Ibnu Sab'in sempat menulis sejumlah karya tasawuf berjumlah 40 judul yang terkenal kitab Buddu-I Al-Arif, dimana ia menggunakan metode pengungkapan simbolik dan isyarat alegoris yang sangat esosteris dan dikenal rumit. Beliau meninggalkan satu tarekat Sufi yang dikenal Nama tarekat Sab'iniyah, dan masih eksis hingga sekarang.

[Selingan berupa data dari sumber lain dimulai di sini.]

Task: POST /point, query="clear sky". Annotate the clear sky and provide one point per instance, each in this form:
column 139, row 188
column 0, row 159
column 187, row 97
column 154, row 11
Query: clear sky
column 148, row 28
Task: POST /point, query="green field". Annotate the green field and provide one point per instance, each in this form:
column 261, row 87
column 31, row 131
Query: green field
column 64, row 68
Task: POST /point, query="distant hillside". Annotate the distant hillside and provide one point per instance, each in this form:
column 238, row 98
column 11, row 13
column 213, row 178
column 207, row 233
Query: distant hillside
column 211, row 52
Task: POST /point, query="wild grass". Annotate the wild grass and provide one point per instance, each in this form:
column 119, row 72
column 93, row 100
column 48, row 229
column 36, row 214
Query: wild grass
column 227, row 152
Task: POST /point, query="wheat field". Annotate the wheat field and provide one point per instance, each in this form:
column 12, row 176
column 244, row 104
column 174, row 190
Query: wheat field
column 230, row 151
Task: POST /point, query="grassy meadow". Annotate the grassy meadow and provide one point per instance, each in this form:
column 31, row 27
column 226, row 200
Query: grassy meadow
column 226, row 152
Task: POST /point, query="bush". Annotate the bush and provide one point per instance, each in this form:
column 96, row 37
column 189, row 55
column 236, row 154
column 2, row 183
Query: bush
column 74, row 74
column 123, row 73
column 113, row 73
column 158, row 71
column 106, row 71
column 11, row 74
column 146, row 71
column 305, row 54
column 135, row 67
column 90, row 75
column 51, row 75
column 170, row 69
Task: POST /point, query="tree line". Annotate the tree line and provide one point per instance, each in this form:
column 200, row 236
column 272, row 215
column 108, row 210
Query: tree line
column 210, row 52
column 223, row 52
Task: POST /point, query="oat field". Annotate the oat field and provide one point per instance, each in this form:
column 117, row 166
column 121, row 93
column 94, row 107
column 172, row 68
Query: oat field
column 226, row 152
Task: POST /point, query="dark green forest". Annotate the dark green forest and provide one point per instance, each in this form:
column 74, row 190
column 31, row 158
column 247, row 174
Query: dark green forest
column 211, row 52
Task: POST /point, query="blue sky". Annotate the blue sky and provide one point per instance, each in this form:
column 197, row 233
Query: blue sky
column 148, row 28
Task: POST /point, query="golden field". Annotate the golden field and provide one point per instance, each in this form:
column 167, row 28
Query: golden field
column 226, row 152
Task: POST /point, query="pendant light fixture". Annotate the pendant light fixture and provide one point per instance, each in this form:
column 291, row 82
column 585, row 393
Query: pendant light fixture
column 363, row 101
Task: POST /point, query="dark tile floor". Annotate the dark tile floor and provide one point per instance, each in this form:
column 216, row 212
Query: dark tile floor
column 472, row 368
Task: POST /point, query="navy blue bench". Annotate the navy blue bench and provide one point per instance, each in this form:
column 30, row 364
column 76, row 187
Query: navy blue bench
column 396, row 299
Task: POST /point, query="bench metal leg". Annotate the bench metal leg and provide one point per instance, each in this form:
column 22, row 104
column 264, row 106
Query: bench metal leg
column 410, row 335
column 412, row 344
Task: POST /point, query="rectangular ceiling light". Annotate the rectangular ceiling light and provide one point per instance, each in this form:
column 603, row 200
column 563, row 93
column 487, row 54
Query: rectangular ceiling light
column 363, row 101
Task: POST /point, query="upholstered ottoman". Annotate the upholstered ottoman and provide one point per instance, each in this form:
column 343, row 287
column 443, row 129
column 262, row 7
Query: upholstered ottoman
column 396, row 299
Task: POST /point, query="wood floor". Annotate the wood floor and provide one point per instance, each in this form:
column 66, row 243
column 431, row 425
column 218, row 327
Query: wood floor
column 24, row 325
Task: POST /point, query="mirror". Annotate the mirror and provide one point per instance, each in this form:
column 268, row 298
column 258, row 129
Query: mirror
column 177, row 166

Ide Al-Wahdatul Al-Muthalaqah

Sejauh mana pengaruh Ibnu Arabi pada diri Ibnu Sab'in? Sebagaimana perbandingan, Ibnu Arabi dengan filsafat Sufistik Wahdatul al-Wujud nya masih membedakan antara wujud manifest aktual dan wujud lain (tsubut), antara wujud obyek-obyek inderawi eksternal dan bentuk-bentuk protoype permanen (al-a'yan ats- tsabitah). Artinya wujud segala sesuatu itu eksis secara lain dalam ketiadaan zaman, lalu yang Haq memancarkan masing-masing pada wujud itu dengan Wujud-Nya.

Maka wujud segala sesuatu itu adalah gambaran Wujud-Nya. Namun esensi mereka bukanlah Esensi Yang Haq. Ibnu Arabi juga mengakui dua macam hadirat bagi Allah: Hadrat Ahadiyah dan Hadrat Wahidiyah. Demikian pula ia mengangkat ide dua bentuk keesan pada Nya, Keesaan Esensi-Nya dan Keesaan Kejamakan-Nya.

Sementara Ibnu Sab'in menghapuskan sama sekali pemilahan-pemilahan seperti itu. Baginya, tidak ada di sana yang lain, tiada pula selain-Nya secara Absolut, baik dari sisi atribusi, relasi, maupun dari sisi ekspresi pemberian sifat atau nisbat apapun. Lalu bagaimana pandangan Ibnu Sab'in sendiri? Menurutnya, ya, hanya Allah semata.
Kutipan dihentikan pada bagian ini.